The Kokopelli cruises of recent years have become
frustrating, as light winds and dropping lake levels
make it increasingly difficult for our diverse group
to actually sail anywhere. Most of the beaches where
we used to camp are now perched atop 100 foot high
sandstone cliffs, well out of reach. And the light
air sailing is annoying, since the power boat wakes
roll you hard enough to spill any wind from your sails.
The vertical rock canyon walls don't stop these waves
either, but merely rebound them back into the channel.
Traveling up the busier side canyons is akin to boating
in a washing machine.
Added to these difficulties were the rains of 2006,
with over 3" during the week. For once, Thayer
wasn't bragging about never needing a tent at Powell!
Somewhere during a long, wet night, as I perched upon
my duffel of bedding, and felt the water wash past
my ankles (did I mention I was inside my tent?), I
decided there had to be a better way to go cruising.
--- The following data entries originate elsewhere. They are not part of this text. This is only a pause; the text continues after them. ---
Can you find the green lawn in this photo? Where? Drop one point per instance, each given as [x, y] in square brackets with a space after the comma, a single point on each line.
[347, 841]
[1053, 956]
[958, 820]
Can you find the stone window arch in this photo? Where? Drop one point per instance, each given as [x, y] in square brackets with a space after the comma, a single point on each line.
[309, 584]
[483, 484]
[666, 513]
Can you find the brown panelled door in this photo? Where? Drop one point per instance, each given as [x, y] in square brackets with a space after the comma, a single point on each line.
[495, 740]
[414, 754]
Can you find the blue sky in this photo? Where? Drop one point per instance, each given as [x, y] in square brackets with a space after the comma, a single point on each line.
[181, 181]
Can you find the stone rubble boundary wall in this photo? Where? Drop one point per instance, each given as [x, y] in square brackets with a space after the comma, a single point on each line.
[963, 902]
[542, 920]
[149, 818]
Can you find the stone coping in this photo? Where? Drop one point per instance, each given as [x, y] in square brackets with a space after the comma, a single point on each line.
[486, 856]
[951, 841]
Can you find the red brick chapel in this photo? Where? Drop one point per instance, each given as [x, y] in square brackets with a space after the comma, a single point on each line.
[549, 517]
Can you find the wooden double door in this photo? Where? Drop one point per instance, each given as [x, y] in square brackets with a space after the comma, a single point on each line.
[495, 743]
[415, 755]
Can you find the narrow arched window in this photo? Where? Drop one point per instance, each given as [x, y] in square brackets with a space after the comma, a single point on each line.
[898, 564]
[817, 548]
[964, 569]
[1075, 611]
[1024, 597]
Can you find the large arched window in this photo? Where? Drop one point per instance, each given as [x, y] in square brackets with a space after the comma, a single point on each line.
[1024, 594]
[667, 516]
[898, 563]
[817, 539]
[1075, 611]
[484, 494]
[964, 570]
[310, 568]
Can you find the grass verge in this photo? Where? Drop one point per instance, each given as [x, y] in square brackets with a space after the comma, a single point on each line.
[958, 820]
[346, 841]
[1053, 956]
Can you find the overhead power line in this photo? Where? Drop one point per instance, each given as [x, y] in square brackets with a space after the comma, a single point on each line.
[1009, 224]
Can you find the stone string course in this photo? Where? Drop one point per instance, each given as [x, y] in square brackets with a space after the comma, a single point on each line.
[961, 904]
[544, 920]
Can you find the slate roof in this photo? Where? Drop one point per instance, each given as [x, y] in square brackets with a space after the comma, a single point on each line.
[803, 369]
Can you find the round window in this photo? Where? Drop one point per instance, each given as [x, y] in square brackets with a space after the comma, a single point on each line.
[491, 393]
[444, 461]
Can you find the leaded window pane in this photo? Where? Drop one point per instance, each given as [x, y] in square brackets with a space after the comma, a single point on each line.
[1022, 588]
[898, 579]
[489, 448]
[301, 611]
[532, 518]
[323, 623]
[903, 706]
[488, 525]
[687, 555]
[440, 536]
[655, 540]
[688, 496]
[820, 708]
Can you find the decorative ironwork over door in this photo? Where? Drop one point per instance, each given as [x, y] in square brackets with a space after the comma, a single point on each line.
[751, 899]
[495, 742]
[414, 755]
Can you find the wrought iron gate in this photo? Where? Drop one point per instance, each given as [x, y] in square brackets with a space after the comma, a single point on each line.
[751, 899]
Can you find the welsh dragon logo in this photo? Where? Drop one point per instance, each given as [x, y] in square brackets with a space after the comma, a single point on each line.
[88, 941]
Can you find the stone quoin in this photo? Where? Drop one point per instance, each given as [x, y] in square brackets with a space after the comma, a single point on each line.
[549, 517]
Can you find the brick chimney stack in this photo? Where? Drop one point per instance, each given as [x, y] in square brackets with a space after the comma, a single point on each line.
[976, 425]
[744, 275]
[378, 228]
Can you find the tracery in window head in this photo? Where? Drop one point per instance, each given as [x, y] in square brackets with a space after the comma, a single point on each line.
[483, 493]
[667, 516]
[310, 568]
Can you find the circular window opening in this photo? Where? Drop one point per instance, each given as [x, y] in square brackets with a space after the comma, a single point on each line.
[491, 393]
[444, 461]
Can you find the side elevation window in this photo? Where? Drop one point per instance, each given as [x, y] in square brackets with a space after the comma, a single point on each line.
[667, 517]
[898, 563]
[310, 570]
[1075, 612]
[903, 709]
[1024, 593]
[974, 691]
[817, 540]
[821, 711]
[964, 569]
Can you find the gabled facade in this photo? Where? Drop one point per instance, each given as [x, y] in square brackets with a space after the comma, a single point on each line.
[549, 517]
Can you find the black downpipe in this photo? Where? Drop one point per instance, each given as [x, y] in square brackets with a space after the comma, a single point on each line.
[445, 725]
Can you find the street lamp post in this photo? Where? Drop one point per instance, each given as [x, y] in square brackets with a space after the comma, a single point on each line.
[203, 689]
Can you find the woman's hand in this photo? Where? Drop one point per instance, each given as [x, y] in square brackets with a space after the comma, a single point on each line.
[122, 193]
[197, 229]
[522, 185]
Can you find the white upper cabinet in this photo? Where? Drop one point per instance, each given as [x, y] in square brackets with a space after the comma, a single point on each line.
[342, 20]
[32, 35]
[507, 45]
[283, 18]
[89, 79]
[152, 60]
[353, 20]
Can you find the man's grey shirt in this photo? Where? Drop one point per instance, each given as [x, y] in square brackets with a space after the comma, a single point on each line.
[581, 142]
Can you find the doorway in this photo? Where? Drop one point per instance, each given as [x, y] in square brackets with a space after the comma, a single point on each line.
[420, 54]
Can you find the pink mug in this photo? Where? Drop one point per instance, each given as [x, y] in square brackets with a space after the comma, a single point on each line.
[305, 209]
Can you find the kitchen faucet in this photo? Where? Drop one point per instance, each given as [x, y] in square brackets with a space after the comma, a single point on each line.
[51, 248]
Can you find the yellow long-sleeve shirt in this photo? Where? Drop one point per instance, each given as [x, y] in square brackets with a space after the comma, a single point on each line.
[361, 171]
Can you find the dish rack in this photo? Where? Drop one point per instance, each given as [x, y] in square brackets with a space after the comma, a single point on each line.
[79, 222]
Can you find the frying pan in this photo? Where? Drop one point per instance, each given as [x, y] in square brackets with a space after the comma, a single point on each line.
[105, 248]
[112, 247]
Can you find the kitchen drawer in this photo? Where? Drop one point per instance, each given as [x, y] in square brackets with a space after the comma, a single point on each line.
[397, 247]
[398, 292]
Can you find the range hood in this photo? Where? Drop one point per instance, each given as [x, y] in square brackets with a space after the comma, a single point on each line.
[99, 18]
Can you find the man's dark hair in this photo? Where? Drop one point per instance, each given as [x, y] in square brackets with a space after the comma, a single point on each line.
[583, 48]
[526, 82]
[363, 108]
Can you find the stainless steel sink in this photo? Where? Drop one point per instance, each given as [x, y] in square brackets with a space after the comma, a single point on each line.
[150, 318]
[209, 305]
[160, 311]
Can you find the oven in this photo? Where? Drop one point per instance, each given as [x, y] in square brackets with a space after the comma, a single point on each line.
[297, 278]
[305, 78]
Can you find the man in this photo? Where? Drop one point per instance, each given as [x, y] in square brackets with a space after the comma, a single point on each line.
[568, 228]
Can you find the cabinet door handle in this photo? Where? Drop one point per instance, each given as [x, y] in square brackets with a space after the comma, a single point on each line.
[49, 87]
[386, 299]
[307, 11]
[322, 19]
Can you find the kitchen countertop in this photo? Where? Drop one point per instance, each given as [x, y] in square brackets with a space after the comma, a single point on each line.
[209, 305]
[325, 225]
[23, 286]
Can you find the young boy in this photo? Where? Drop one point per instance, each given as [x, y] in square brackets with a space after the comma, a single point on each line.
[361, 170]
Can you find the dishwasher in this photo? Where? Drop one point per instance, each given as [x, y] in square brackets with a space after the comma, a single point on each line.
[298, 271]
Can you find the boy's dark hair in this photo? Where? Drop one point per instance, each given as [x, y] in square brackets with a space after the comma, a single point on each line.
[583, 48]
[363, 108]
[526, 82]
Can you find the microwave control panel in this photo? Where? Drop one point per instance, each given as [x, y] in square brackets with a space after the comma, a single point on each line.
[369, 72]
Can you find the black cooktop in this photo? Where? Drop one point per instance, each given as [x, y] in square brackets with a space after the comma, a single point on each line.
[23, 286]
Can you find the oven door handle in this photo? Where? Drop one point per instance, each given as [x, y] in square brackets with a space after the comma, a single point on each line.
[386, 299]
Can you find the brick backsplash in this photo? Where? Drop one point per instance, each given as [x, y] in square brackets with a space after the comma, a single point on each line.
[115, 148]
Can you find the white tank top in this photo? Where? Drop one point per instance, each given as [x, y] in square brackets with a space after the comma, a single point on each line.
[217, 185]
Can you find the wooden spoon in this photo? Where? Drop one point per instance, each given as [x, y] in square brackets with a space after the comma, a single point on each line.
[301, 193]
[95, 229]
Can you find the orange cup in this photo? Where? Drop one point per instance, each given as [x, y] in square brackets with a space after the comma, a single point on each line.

A discussion with the soggy crew the next morning
came up with the radical notion of going to the Pacific
Northwest, to avoid the rains in the desert! Or maybe
the thinking was, if we're going to get wet, we might
as well go see someplace new.
So this year, the intrepid Kokonauts traveled to
the Wooden Boat Show ,in Port Townsend, Washington.
Several of our members have been visiting the area
for years, and Dwight and Joan Nicholson even bought
some land there, and were in the process of building
their retirement home. Dwight let us camp on his lot
(complete with Porta potti!), so with a free camp
site only a mile from the show, it was a winning situation.
Port Townsend is situated on the northeastern corner
of the Olympic peninsula, and was the worlds leading
exporter of douglas fir for decades. Lumbering, combined
with the ferry terminal and rich salmon fishery, led
to a prosperous community, with many nice old homes.
When the extractive industries faltered in the sixties,
and home prices plummeted, Townsend became an attractive
destination for counter culture types who were tired
of life in the big cities.
The dream was to buy an old place, and work a variety
of jobs, while you lived cheaply, and built a boat.
Eventually, you would sail off over the horizon, and
see the world. Some of the Port Townsend crowd did
just that, but found they had left a prettier spot,
with a better lifestyle, than anything they could
find in their travels. So eventually, many of these
sailors returned, and found work in the local marine
businesses, using the skills they had learned while
home building their boats.
The area is now under siege by baby boom retirees,
who wish to escape Seattle (3 hours away), enjoy the
relatively dry weather (they're in the rain shadow
of the Olympics). Happily, Townsend has done a good
job with their zoning, and doesn't have the highway
strip mall sprawl that's ruined other scenic spots
(like nearby Squim and Port Angeles). So it is a charming
place to retire to, if you can tolerate the gray weather
and 50 degree water.
The town faces east, and is divided into the touristy
waterfront area "downtown", and a quieter
residential area, on the bluff 200' above. Along the
waterfront, there's a large marina and boat yard complex
(P.T. Boat Haven) south of town, where hundreds of
boats are stored, and many more are under repair on
the hard. On the north end of town, there's a small
artificial harbor, perhaps 200 yards deep, cut right
into the point (Point Hudson Marina). There, a pair
of floating docks is surrounded by marine businesses,
including a couple of small working yards, a sail
loft, a rigging loft, boat building shops, and Pygmy
kayaks. This small harbor, with beach to the north,
and great views of the bay and Cascades, is the perfect
venue for a boat show.
The event is well run, and reasonably priced ($24.00
for 3 days), with a busy schedule of events on friday/saturday/sunday.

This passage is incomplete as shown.